Discussion 9: Review Session#
STATS 60 / STATS 160 / PSYCH 10
Today’s section
Review of material from the course.
Overview of units 1-4 and the topics covered in each.
Feel free to ask questions as we go.
Practice Quiz 1
Unit 1: Thinking about scale#
Putting numbers in context: three questions a. What type of number is this? - Is it an average? A percentage? A rate? - How was this number calculated?

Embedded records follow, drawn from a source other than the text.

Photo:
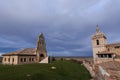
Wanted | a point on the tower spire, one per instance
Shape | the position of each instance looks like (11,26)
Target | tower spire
(97,28)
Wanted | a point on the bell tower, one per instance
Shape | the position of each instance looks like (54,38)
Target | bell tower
(98,43)
(41,48)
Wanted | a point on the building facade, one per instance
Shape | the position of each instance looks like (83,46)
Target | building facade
(28,55)
(103,52)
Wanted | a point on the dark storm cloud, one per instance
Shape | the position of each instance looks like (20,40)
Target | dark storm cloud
(66,24)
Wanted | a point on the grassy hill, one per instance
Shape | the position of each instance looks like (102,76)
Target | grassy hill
(65,70)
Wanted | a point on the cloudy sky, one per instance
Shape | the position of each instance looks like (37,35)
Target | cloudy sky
(67,24)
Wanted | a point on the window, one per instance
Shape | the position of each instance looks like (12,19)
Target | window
(13,59)
(108,49)
(109,56)
(97,41)
(21,59)
(24,59)
(8,59)
(30,59)
(41,55)
(5,59)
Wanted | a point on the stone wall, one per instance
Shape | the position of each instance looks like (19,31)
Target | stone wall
(89,67)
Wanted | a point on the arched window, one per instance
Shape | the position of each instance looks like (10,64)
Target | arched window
(41,55)
(97,41)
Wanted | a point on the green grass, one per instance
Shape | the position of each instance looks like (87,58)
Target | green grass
(65,70)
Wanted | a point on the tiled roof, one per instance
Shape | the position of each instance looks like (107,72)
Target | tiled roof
(105,53)
(27,51)
(113,68)
(113,44)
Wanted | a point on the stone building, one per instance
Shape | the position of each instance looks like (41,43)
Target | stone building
(106,57)
(28,55)
(103,52)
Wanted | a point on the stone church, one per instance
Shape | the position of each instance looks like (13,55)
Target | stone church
(103,52)
(28,55)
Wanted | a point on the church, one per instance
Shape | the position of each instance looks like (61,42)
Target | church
(103,52)
(28,55)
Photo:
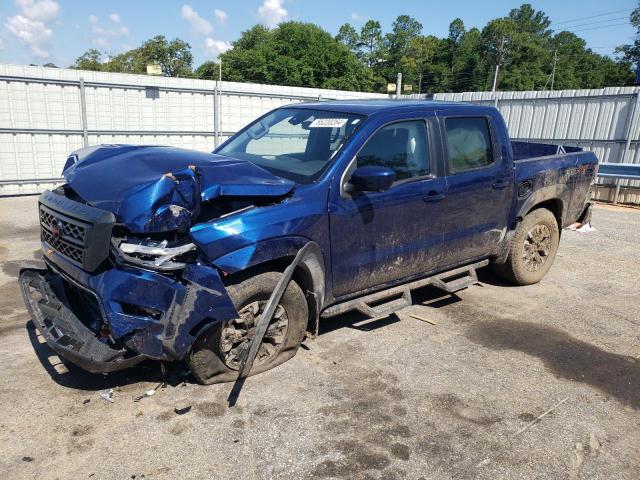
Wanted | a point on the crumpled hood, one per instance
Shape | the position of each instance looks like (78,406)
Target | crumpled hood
(154,189)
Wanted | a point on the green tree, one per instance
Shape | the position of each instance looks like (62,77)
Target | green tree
(208,71)
(404,30)
(348,36)
(89,60)
(174,57)
(371,44)
(296,54)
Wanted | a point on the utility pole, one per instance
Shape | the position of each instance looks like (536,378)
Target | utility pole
(498,62)
(553,71)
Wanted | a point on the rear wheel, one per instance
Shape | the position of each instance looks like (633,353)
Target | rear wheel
(532,249)
(217,355)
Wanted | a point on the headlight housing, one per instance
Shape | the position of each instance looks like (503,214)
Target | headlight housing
(155,255)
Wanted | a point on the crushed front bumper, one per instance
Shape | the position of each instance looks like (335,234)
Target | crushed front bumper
(63,331)
(134,313)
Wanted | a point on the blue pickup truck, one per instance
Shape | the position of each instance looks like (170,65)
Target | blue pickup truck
(169,254)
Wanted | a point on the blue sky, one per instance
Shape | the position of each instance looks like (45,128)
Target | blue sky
(58,31)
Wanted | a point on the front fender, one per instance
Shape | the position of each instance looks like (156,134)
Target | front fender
(276,248)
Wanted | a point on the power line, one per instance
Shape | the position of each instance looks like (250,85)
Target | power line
(593,16)
(598,28)
(598,22)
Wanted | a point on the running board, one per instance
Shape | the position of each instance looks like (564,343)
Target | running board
(384,303)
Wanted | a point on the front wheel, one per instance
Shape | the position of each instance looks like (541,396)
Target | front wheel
(532,249)
(217,355)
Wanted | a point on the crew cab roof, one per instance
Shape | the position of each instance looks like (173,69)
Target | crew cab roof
(370,107)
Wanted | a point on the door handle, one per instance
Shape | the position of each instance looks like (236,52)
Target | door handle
(434,196)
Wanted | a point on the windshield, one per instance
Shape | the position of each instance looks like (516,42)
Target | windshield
(293,143)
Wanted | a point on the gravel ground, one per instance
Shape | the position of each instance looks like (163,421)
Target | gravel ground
(387,398)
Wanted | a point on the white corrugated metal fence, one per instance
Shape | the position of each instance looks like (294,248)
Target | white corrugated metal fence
(45,113)
(602,120)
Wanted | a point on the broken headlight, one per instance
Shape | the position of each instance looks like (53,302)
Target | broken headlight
(156,255)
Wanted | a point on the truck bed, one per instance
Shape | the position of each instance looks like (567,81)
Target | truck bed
(566,171)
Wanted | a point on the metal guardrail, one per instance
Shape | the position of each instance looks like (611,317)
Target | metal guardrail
(630,171)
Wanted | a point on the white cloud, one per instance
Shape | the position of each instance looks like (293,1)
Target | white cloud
(35,34)
(117,31)
(212,48)
(198,23)
(102,42)
(39,10)
(272,12)
(221,15)
(30,25)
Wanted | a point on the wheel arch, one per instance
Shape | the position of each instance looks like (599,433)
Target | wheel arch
(275,255)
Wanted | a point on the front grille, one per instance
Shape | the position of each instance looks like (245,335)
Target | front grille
(64,234)
(76,231)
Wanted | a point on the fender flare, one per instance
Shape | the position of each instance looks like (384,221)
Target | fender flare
(277,248)
(559,193)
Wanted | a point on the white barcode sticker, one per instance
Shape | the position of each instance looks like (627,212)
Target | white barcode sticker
(328,123)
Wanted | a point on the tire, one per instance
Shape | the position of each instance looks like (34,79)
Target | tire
(216,355)
(532,249)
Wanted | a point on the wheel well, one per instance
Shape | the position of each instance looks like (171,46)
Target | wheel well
(553,205)
(300,275)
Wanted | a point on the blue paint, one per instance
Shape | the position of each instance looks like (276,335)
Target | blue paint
(377,233)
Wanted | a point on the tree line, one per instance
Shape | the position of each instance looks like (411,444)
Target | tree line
(524,49)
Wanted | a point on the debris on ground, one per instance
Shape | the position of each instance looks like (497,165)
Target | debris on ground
(150,393)
(107,395)
(540,417)
(581,227)
(417,317)
(577,461)
(181,409)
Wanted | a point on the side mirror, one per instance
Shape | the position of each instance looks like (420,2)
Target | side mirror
(372,178)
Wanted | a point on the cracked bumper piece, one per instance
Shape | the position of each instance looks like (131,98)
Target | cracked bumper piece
(112,320)
(64,332)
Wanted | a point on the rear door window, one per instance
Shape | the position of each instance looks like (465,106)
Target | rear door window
(401,146)
(468,143)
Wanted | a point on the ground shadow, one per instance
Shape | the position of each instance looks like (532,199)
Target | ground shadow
(426,296)
(68,375)
(565,356)
(488,276)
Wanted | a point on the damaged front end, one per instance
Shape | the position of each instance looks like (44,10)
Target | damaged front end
(123,280)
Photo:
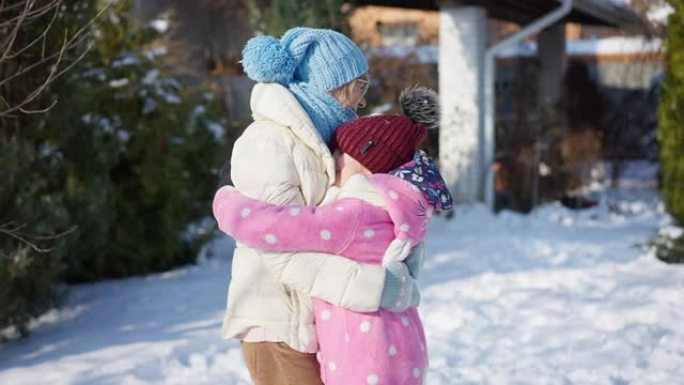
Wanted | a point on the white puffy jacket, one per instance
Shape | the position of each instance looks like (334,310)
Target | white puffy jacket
(281,158)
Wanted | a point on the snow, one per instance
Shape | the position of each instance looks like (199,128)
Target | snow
(660,13)
(618,45)
(553,297)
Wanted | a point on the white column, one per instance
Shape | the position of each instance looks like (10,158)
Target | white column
(462,43)
(552,63)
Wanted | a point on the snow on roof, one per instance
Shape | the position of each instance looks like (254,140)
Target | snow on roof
(428,54)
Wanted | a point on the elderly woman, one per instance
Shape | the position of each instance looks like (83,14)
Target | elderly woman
(309,82)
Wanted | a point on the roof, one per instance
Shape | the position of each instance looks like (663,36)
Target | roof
(593,12)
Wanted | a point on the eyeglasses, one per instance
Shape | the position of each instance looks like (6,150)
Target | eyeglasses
(365,85)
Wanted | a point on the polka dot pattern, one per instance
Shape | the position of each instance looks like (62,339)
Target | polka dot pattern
(326,235)
(325,315)
(365,327)
(271,239)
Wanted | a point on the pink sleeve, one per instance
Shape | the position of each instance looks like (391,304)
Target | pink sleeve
(330,228)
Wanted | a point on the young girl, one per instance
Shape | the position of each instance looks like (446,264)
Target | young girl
(372,217)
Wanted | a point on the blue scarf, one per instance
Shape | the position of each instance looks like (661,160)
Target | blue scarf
(326,112)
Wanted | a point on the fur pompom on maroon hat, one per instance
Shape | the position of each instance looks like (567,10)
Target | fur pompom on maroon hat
(382,143)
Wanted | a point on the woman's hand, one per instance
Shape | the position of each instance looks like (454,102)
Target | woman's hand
(400,291)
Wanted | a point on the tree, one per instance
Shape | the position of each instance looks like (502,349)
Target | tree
(671,116)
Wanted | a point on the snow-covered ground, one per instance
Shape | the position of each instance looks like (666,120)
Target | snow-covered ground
(554,297)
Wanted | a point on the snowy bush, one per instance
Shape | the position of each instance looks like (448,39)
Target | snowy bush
(671,116)
(107,181)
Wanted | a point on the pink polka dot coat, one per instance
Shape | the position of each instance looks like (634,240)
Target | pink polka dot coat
(381,347)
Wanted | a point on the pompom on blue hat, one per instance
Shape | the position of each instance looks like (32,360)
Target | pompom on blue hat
(321,58)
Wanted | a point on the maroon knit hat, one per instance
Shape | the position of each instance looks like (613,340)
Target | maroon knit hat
(382,143)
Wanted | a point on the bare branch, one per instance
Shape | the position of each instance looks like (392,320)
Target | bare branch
(55,59)
(13,35)
(43,37)
(44,110)
(29,240)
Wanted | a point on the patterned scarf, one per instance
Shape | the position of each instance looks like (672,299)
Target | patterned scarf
(423,173)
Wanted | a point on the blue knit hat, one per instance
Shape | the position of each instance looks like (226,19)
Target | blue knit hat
(310,62)
(322,58)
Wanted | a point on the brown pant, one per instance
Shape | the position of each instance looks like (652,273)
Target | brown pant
(275,363)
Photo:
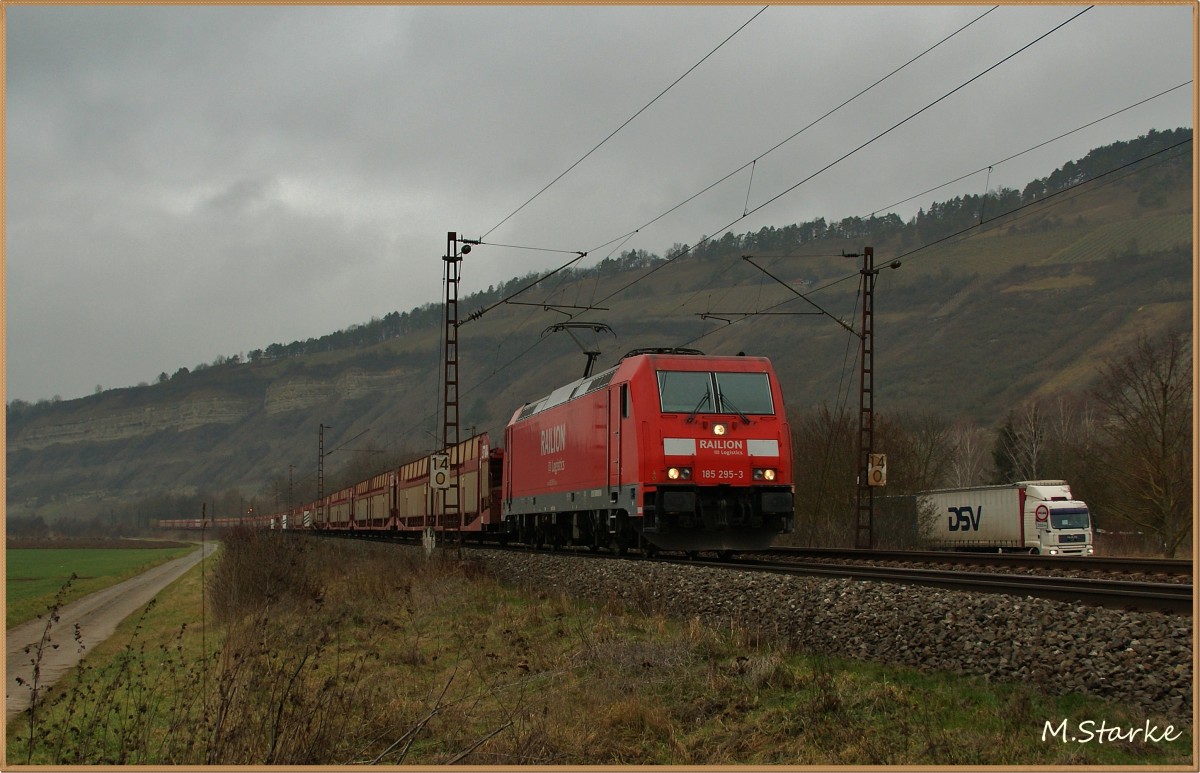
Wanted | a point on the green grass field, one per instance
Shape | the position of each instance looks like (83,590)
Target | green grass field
(35,576)
(400,660)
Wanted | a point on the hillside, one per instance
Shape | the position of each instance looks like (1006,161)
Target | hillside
(1024,306)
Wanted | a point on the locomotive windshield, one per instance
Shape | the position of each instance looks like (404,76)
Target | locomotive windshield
(690,391)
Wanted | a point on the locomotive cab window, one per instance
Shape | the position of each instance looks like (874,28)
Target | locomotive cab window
(690,391)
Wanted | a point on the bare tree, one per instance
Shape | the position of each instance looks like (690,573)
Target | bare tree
(1144,405)
(1020,444)
(969,463)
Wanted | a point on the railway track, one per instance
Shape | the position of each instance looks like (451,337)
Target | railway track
(1012,575)
(1098,568)
(1165,597)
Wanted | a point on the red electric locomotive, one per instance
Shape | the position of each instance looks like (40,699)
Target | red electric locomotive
(669,450)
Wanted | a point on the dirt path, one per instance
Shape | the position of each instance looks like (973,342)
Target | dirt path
(97,616)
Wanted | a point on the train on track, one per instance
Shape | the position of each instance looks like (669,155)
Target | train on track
(670,449)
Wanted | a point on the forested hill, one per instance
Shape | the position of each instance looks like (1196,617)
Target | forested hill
(1037,288)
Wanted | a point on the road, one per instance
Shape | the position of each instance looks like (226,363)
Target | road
(97,616)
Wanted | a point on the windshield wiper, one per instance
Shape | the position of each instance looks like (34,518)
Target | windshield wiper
(691,417)
(726,402)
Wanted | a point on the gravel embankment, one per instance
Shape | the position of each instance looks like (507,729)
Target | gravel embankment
(1143,659)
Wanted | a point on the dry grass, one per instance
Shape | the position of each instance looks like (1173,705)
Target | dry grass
(363,653)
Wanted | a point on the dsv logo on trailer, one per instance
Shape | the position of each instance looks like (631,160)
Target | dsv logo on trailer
(964,519)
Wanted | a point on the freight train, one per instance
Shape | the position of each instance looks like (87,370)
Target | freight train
(670,449)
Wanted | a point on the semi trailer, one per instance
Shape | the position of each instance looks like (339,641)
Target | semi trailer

- Who is reporting it? b. What can I compare this number to? Is it large or small compared to other similar values? c. What would I have expected this number to be? - Is the number surprising? Does it seem plausible?Ballpark estimates and Fermi problems
Cost-benefit analysis
Unit 2: Exploratory data analysis#
Data visualization
Pie chart, bar chart, histogram, time series, scatter plot, and what each figure is suitable for
Misleading and confusing graphics
Fundamental summary statistics:
mean
median
variance
standard deviation
quantiles
correlation and correlation coefficient
Mutli-modal data
Outliers
Unit 3: Probability#
Sample spaces, outcomes, and events
Calculating probability of events
Conditional probability
Bayes’ rule
Common mistakes and fallacies in conditional probability
Expectation
Unit 4: Hypothesis tests#
Hypothesis testing
Null and alternative hypothesis
\(p\)-values
multiple testing, family-wise error rate, Bonferroni correction
Using a simulation to calculate a p-value:
A p-value is the probability of finding a result at least as extreme/surprising, if outcomes happened by random chance alone.
Unit 4: Experiments#
\(p\)-values for correlation coefficient from simulation
Experimental design
Randomized controlled trials vs. observational studies
Potential outcomes model
\(p\)-values from simulation
Unit 4: Confidence intervals#
The sample mean as an estimate
Sample size and the effect of sample size on standard deviation
Normal Approximation for the sample mean
Confidence intervals
68-95-99 rule
Selection bias
Student Questions#
Practice Quiz 2, week 9#
Question 1#
Below is a linear model that, given a mother Chinstrap penguin’s body mass, tries to predict how early in the season she will lay her egg. Based on this model, on which day of the year would you predict that a 3000 g penguin will lay her egg?

Answer 1#
Around day 330.
Question 2#
The model was trained on Chinstrap penguins. Gentoo penguins are a distinct species from Chinstrap penguins. Would you use the same model to make predictions for Gentoo penguins? Explain why or why not.
Answer 2#
The model might not make good predictions for Gentoo penguins. In general, different species might have radically different body mass and breeding seasons, so the training data being Chinstrap might mean the conclusions are not relevant for Gentoo.
Question 3#
Suppose you want to determine the average day of the year \(\mu\) in which a 3000g-3500g Chinstrap penguin will lay her egg. You sample penguins in this weight range at random and see when they lay their eggs. You’ll take your estimate \(\hat{\mu}\) to be the average of the days. How many penguins \(n\) would you have to observe to be 99% confident that your estimate is within one day of the truth? The standard deviation for the date of egg laying is 6 days.
There is no need to solve for n, you can leave your answer as an unsimplified equation.
Answer 3#
Using the 69-95-99 rule, we need that 1 day is more than 3 standard deviations of the sample mean. We solve for \(n\): \(1 \ge 3\cdot \frac{6}{\sqrt{n}}\) and get that we need \(n \ge (18)^2\).